ユニコテックと南、日本の3社、共同で初の翻訳サービス

朝・日・英語翻訳、会話などトータルに


14日に行われた共同記者発表
(右から梁、伊藤、尹 各社長と金会長)


 在日同胞企業と南朝鮮企業の合弁会社、ユニコテックが南朝鮮と日本のソフトメーカーと多言語翻訳などをインターネットにより提供する業務提携を結んだ。日本の翻訳ソフト・トップメーカーのロゴヴィスタはすでに英語をはじめヨーロッパ言語の翻訳サービスを行っているが、そこにユニコテックと南のユニバーサル情報通信の朝鮮語翻訳エンジンが組み込まれる。14日に、ユニコテックの梁泳富社長、ユニバーサルソフト情報通信の尹成鉉社長、ロゴヴィスタの伊藤光邦社長が都内で共同記者発表した。今秋にはユニバーサル情報通信の翻訳ソフトと、ユニコテックの入力ソフトをひとつにパッケージング。梁社長は、「北南朝鮮のソフトが1つのパッケージで、販売力のある日本企業との提携により市場に出るのは初めて。6.15共同宣言発表1周年に際して実現したことはたいへん意義深い」と語る。

通訳代わりに筆談

 これまで独自に翻訳ソフトを開発してきた3社だが、今後は朝鮮語、日本語、英語間の多言語翻訳、会話、辞書引きなど、言葉に関するトータルなコミュニケーション・サービスを、インターネット上で提供していくことになる。

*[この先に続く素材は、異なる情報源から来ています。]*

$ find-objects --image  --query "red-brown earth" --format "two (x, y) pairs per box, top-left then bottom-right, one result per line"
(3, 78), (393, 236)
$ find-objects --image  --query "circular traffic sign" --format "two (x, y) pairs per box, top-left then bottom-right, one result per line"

 また、ユニコテックとロゴヴィスタは販売面でも協力していく。

 具体的には、外国人とのコミュニケーションを携帯電話あるいは携帯情報端末(PDA)を使い通訳代わりにして筆談したり、文例を引き出して会話に使ったり、わからない言葉は電子辞書を使って調べることもできる。

最高水準の技術

 ユニコテックは、同胞企業CGSと南のパソコン用モニター製造の専門企業体IMRI社を母体として昨年7月に設立された。

 CGSは、同胞の間でもおなじみの朝鮮語入力システム「ウィンク」シリーズを開発した。ソフト開発技術には定評のある、平壌の朝鮮コンピューターセンターと技術提携している。IMRI社は地元南朝鮮をはじめ欧州、米国で自社開発モデルモニターを大量販売。97年には平壌にモニター工場を設置、量産体制が整備されたことで、販売促進に一層の拍車をかけている。

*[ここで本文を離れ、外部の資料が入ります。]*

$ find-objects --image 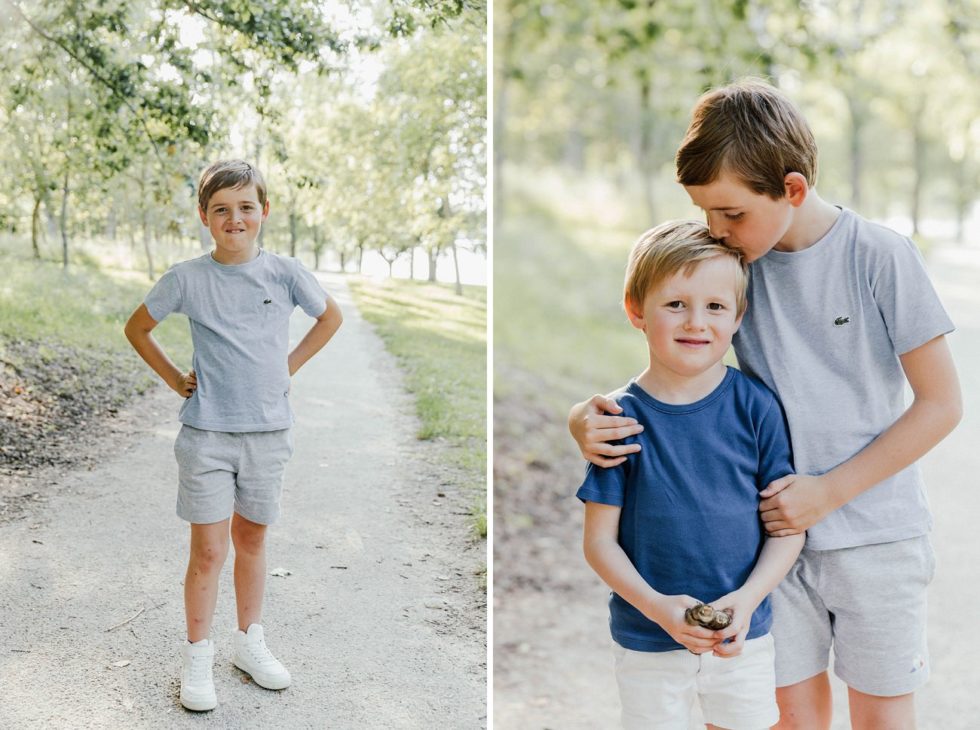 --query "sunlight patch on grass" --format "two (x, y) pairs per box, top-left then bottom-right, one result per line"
(348, 277), (487, 538)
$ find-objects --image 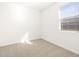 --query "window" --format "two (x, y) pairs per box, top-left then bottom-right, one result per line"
(61, 2), (79, 31)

 ユニコテックは、昨年10月に多国語ソフト「すらすら」シリーズを発表。朝鮮語入力をはじめ朝・日・中・ロ・英の5つの言語に対応した自動文書作成、文字読取ソフト、朝鮮語自動翻訳ソフトなどの新商品開発を進めている。

 ユニバーサルソフト情報通信は、98年6月に創業したベンチャー企業。文字認識OCRソフトウェア、アプリケーションプログラム、インターネット及びテキスト自動翻訳ソフトウェアなどを開発するソフトウェア開発専門企業である。

 ロゴヴィスタは90年6月に設立された、日本の翻訳ソフト・トップメーカー。英日・日英翻訳システムはすでに高い評価を得ているが、これに加え欧州系言語(独、仏、スペイン語など)、アジア系言語(朝鮮語、中国語など)をサポートする多言語翻訳システム開発にも手を伸ばしている。

 3社の業務提携により「最高水準の技術を組み合わせた多言語コミュニケーション・サービスを提供」(ロゴヴィスタ)することが可能になる。

気持ち伝えるため

 今回の業務提携についてユニバーサルソフト情報通信の金容勳会長は、「南北首脳会談開催から1周年目に北と南が技術協力して、競争の激しい日本の市場に進出できたことは感慨深い」と話す。

 ロゴヴィスタの伊藤社長は、「グローバル化の中で、最後に残るのは言葉の壁。それを乗り越えてこそ、互いの気持ちがうまく伝わる。来年はサッカーワールドカップも開催されるが、朝鮮半島と日本の企業が1つになって、言葉の壁を破ることに努めたい」と抱負を語った。